Kevin McCarthy edged back from the brink of an impeachment inquiry into President Joe Biden on Tuesday, less than a day after suggesting his party was close to announcing one.
The speaker set off a Washington kerfuffle Monday night when he told Fox News’ Sean Hannity that he believed the House GOP’s investigations into Hunter Biden’s business dealings were “rising to the level of [an] impeachment inquiry,” presumably into his father.
But during lengthy Tuesday question-and-answer sessions with reporters, McCarthy said his televised remarks were not meant as an announcement of any new steps. Instead, the California Republican clarified that the myriad of allegations he is seeing from Republicans’ investigations “could” eventually merit an impeachment inquiry.
“I wasn’t announcing it,” McCarthy said of his Fox News comments. “I simply said that the actions that I’m seeing by this administration — withholding the agencies from being able to work with us, that would rise to the level of an impeachment inquiry.”
“We … still have a number of investigations going forward now. The committees are working in good faith. They’re finding new information all the time,” McCarthy added.
He later took to Twitter with a similar dialing back of the tone he took on Fox, writing: “If evidence continues to rise to the level of an impeachment inquiry, House Republicans will act.”
The speaker’s pullback comes as Republicans face fierce pressure from their right flank to impeach Biden or a Cabinet official — a high bar that would require near-total GOP unity, given their five-seat majority. A swath of McCarthy’s conference remains skeptical of any impeachment effort at the moment, underscoring the hurdle that conservative backers face despite GOP control of the House.
McCarthy said on Tuesday that he has no timeline for when House Republicans might make a call on whether or not to vote to formalize an impeachment inquiry, which he has described as a step that would give Republicans more investigative tools. Even if Republicans voted to take that step, they would still need to decide whether to hold an impeachment vote in committee, before taking the matter to the House floor.
Asked how long Biden’s Cabinet departments have to indicate whether they will cooperate with GOP investigations, McCarthy also declined to give a firm timeline. “Committees are currently bringing people in for interviews,” he noted.
“We’ve got a number of people coming in,” McCarthy said. “They could come … forward with all the information these committees are requesting, and we wouldn’t have to rise to [that].”
McCarthy, in his Fox News interview, stopped short of explicitly saying he would move to formalize an inquiry against Biden, Attorney General Merrick Garland or any other administration official.
In addition, he broadly discussed the different threads the House GOP is investigating. Topics currently getting vetted range from payments that Biden’s family members received from foreign companies to IRS whistleblowers who allege the Justice Department hampered the federal probe of Hunter Biden to an uncorroborated FBI document that links the president to bribery allegations involving the First Son.
Citing that variety of activity, McCarthy argued Monday night that the Republican investigations are building in the direction of what would be a historic impeachment inquiry. While he has previously opened the door to a potential impeachment inquiry into Garland if Republicans could prove he had lied, those remarks amounted to his strongest statement yet on a Biden impeachment.
Republicans last month punted an impeachment resolution from Rep. Lauren Boebert (R-Colo.) back to committees for further work.
In the weeks since then, however, Republicans have pushed to escalate their investigation into President Biden, Hunter Biden and the years-long federal investigation of the First Son. The two IRS whistleblowers who allege federal intervention into the Hunter Biden probe testified last week, and negotiations are underway for a follow-up hearing with David Weiss, the U.S. attorney in charge of that probe.
But McCarthy’s remarks fueled new impeachment chatter from some of its most ardent conservative backers on Tuesday — marking a potential headache of the California Republican’s own making.

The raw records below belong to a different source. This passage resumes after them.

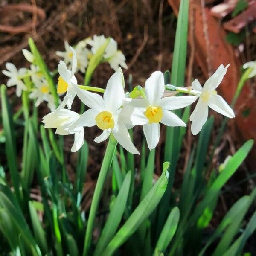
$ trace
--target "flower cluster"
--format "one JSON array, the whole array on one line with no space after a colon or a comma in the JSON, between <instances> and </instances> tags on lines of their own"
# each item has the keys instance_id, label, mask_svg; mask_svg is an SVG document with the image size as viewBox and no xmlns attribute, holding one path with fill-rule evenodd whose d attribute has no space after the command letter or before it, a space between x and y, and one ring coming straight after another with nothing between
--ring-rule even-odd
<instances>
[{"instance_id":1,"label":"flower cluster","mask_svg":"<svg viewBox=\"0 0 256 256\"><path fill-rule=\"evenodd\" d=\"M105 38L97 37L89 42L96 50ZM92 42L94 44L93 44ZM229 64L220 66L216 71L202 87L197 79L192 83L192 89L165 86L163 75L160 71L154 72L146 81L145 88L136 98L130 97L132 94L125 93L124 79L121 69L118 70L108 80L103 97L88 91L78 85L74 76L76 69L76 53L72 52L71 70L61 61L58 66L60 77L58 82L59 93L66 92L63 102L58 109L43 118L45 127L56 128L60 135L75 134L74 145L71 151L75 151L82 146L84 141L84 127L96 126L102 130L94 141L100 143L106 140L112 133L122 147L133 154L139 154L130 137L128 130L134 125L143 125L148 148L157 146L160 135L160 123L168 126L186 126L186 124L172 111L198 102L190 119L192 122L192 133L196 134L206 122L208 107L228 117L235 114L223 98L218 95L215 89L221 83ZM164 96L165 90L171 88L192 94L186 96ZM77 95L89 109L81 115L70 110L74 97ZM64 108L67 105L69 109Z\"/></svg>"},{"instance_id":2,"label":"flower cluster","mask_svg":"<svg viewBox=\"0 0 256 256\"><path fill-rule=\"evenodd\" d=\"M16 93L18 97L20 97L23 90L29 91L29 97L35 100L36 107L45 101L47 102L47 106L50 109L54 109L54 99L50 93L49 85L40 71L39 67L36 64L34 55L26 49L23 49L22 52L25 58L31 63L30 68L22 67L17 70L12 63L7 62L6 64L7 70L2 70L4 75L10 78L6 85L7 87L16 86ZM31 81L25 82L26 78L29 77ZM31 86L30 81L34 86Z\"/></svg>"},{"instance_id":3,"label":"flower cluster","mask_svg":"<svg viewBox=\"0 0 256 256\"><path fill-rule=\"evenodd\" d=\"M85 73L90 59L93 55L96 54L107 40L108 38L103 35L99 36L95 35L92 38L88 38L80 41L73 47L77 58L77 69L76 72L80 71L83 73ZM65 51L58 51L56 52L56 54L63 58L67 67L71 69L73 65L73 52L70 49L67 41L64 42L64 46ZM90 47L90 49L87 48L88 46ZM108 62L111 67L116 71L119 66L124 68L128 68L125 61L125 55L121 51L117 49L117 43L113 38L110 38L102 62Z\"/></svg>"}]
</instances>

“As we’ve continued to amass evidence and information, I certainly think, bare minimum, we should be doing an impeachment inquiry,” Rep. Andy Biggs (R-Ariz.) told reporters on Tuesday.
Both Garland and Weiss have denied the whistleblower claims that the DOJ meddled in the Hunter Biden probe. DOJ has offered to have Weiss testify on the Hill after the August recess in late September or mid-October. Garland is already scheduled to testify before the House in late September as part of a routine oversight hearing.
“The only way we can investigate that is through an impeachment inquiry so that the committee would have the power to get all the documents,” McCarthy said. “What I said last night, and … I said it before, the more this continues to unravel it reaches to the level of impeachment inquiry.”
Sarah Ferris contributed to this report.